Thai jungle seen as breeding ground for Indochinese tigers

In this 2016 photo released by Thailand's Department of National Parks, Wildlife and Plant Conservation/Freeland, a curious male tiger walks in the jungle in eastern Thailand. Thailand's Department of National Parks, Wildlife and Plant Conservation, Freeland, an organization fighting human and animal trafficking, and Panthera, a wild cat conservation organization, announced Tuesday, March 28, 2017 that their investigations had photographic evidence of new tiger cubs in eastern Thailand's jungle, signaling the existence of the world's second breeding population of endangered Indochinese tigers. (Thailand's Department of National Parks, Wildlife and Plant Conservation/Freeland via AP)
In this 2016 photo released by Thailand's Department of National Parks, Wildlife and Plant Conservation/Freeland, two tiger cubs investigate a rock along a forest trail as their mother walks past in the jungle in eastern Thailand. Thailand's Department of National Parks, Wildlife and Plant Conservation, Freeland, an organization fighting human and animal trafficking, and Panthera, a wild cat conservation organization, announced Tuesday, March 28, 2017 that their investigations had photographic evidence of new tiger cubs in eastern Thailand's jungle, signaling the existence of the world's second breeding population of endangered Indochinese tigers. (Thailand's Department of National Parks, Wildlife and Plant Conservation/Freeland via AP)

BANGKOK — Conservationists say they have evidence that the critically endangered Indochinese tiger is breeding in a Thai jungle, giving hope for the survival of an animal whose total population may be less than 300.

Thailand's Department of National Parks, Wildlife and Plant Conservation along with two private organizations announced Tuesday they have photographic evidence of new tiger cubs in eastern Thailand, supporting a scientific survey that confirmed the existence of the world's second breeding population of the tigers. The other breeding ground is in the Huai Kha Khaeng Wildlife Sanctuary in western Thailand.

The Thai agency, along with Freeland, an organization fighting human and animal trafficking, and Panthera, a wild cat conservation group, said only 221 Indochinese tigers are estimated to remain in two Asian countries, Thailand and Myanmar.
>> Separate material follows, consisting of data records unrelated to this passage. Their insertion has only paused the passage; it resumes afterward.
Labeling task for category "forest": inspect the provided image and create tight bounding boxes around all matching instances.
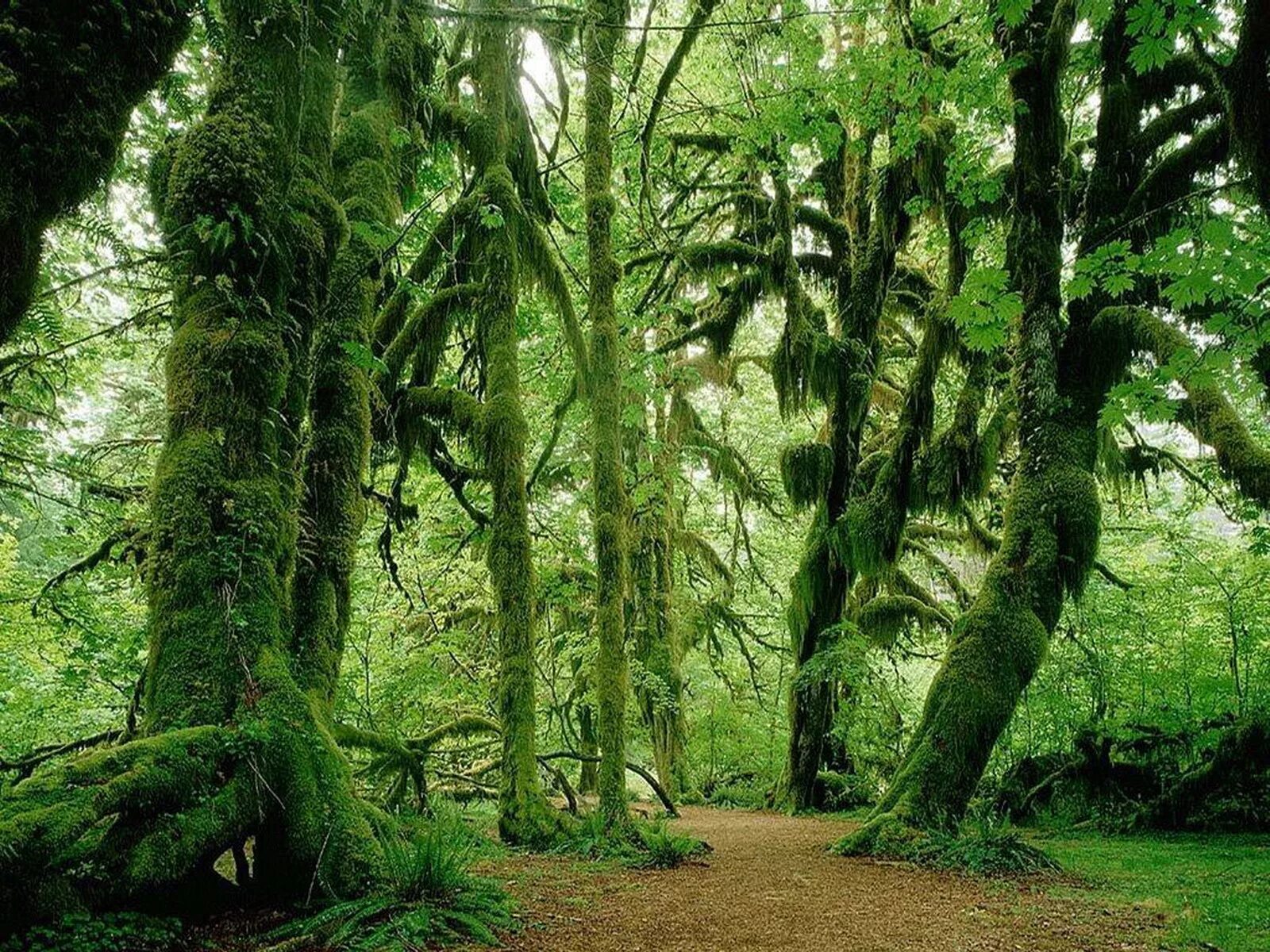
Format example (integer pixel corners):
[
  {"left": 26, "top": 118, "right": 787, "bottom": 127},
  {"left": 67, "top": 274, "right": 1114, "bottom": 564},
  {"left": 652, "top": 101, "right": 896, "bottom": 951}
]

It is feared that tigers, which once ranged across much of Asia, are now all but extinct in southern China, Cambodia, Laos, Vietnam and much of Myanmar, the groups said in a joint statement. Indochinese tigers are smaller than the better-known Bengal and Siberian tigers.

"Poaching for the illegal wildlife trade stands as the gravest threat to the survival of the tiger, whose numbers in the wild have dwindled from 100,000 a century ago to 3,900 today," it said.

The statement noted the tigers' "remarkable resilience given wildlife poaching and illegal rosewood logging" in the eastern jungle.

"The Thai forestry department proved that with protection you can not only bring tigers back, but now the western forest complex, specifically Huai Kha Khaeng, is a global model of tiger conservation," Alan Rabinowitz, chief executive officer of Panthera said in a video call from New York. "It is one of the best protected and best tiger areas left in the world. Thailand has shown that you can protect tigers and bring them back. They can do this now in the eastern forest complex as they've done in the western forest complex."